During my talk at RailsConf 2022, I presented a simplified version of Active Record’s belongs_to and has_many methods. These methods involve some metaprogramming to generate instance methods for the association, and I demonstrated that using Ruby’s define_method:

def self.belongs_to(name)
  define_method(name) do
    association(name).reader
  end
end

define_method takes an argument with the name of the method you want to define, and a block containing the method body.

But generating these association methods with define_method is a bit of a lie. The real Active Record association methods aren’t generated with define_method. Instead, they use class_eval:

def self.belongs_to(name)
  class_eval(<<~RUBY)
    def #{name}
      association("#{name}").reader
    end
  RUBY
end

class_eval takes a string of valid Ruby code (in this example a heredoc), parses it, and evaluates it in the context of the current class. (If that sounds scary, you are correct. You’ve got to be rather careful with any of the eval methods—accidentally passing user input to eval would be a serious security vulnerability.)

I personally find that using class_eval makes the belongs_to method rather more difficult to read. So what gives? Why is Active Record using this ugly class_eval approach instead of define_method?

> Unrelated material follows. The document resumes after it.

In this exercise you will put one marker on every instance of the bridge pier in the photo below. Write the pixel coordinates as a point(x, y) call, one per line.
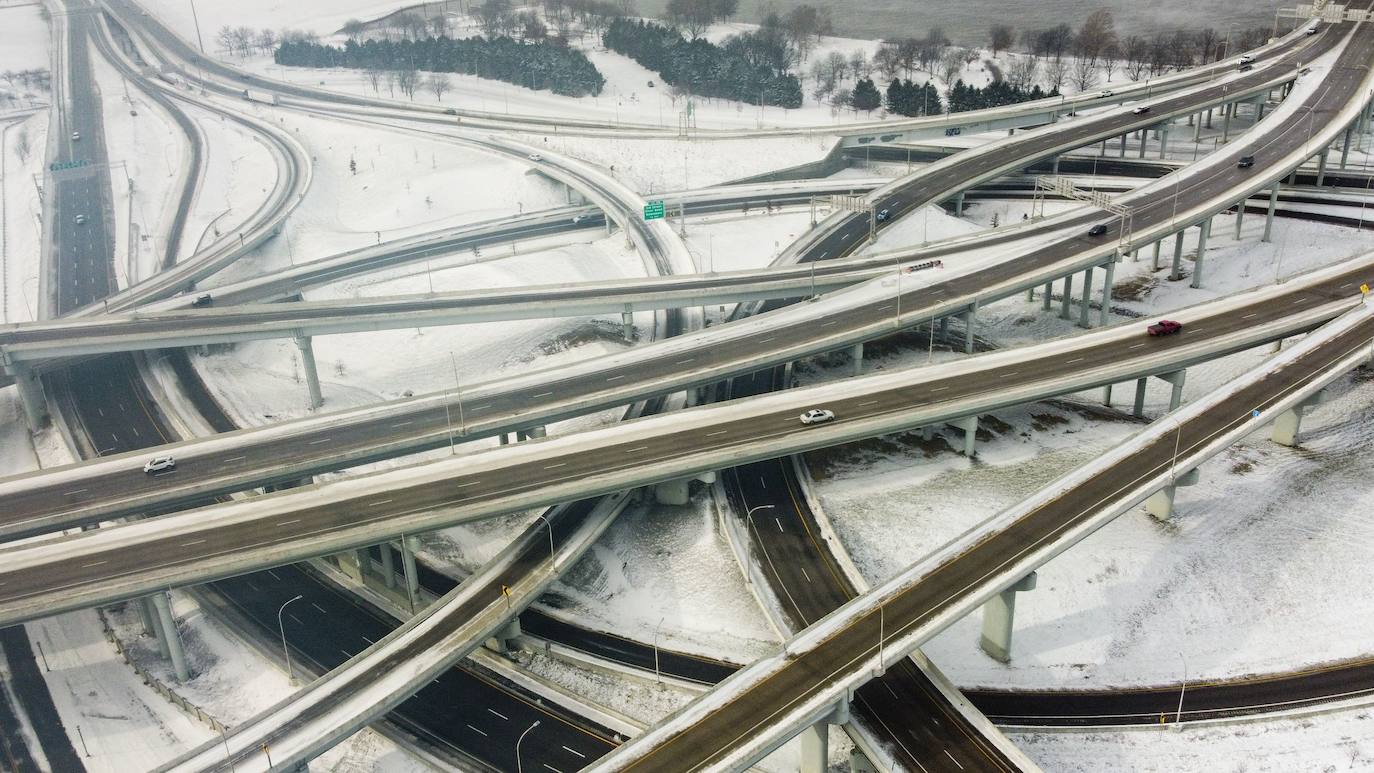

It turns out methods defined with class_eval will dispatch faster than methods defined with define_method (I’m assuming this is related to define_method’s block closure, but somebody please correct me if I am wrong about that). Let’s benchmark method dispatch with these two approaches:

class Testing
  define_method("defined_with_define_method") do
  end

  class_eval(<<~RUBY)
    def defined_with_class_eval
    end
  RUBY
end

testing = Testing.new

require "benchmark/ips"

Benchmark.ips do |bm|
  bm.report("define_method") { testing.defined_with_define_method }
  bm.report("class_eval")    { testing.defined_with_class_eval }
  bm.compare!
end

And the results:

Warming up --------------------------------------
       define_method     1.017M i/100ms
          class_eval     1.698M i/100ms
Calculating -------------------------------------
       define_method     10.495M (± 2.1%) i/s -     52.881M in   5.040862s
          class_eval     16.747M (± 2.6%) i/s -     84.902M in   5.073308s

Comparison:
          class_eval: 16746855.8 i/s
       define_method: 10495230.2 i/s - 1.60x  (± 0.00) slower

Wow! Calling the method defined with class_eval is quite a bit faster! So Active Record uses a bit of ugly code to speed up your calls to its generated association methods. That’s not so ugly after all!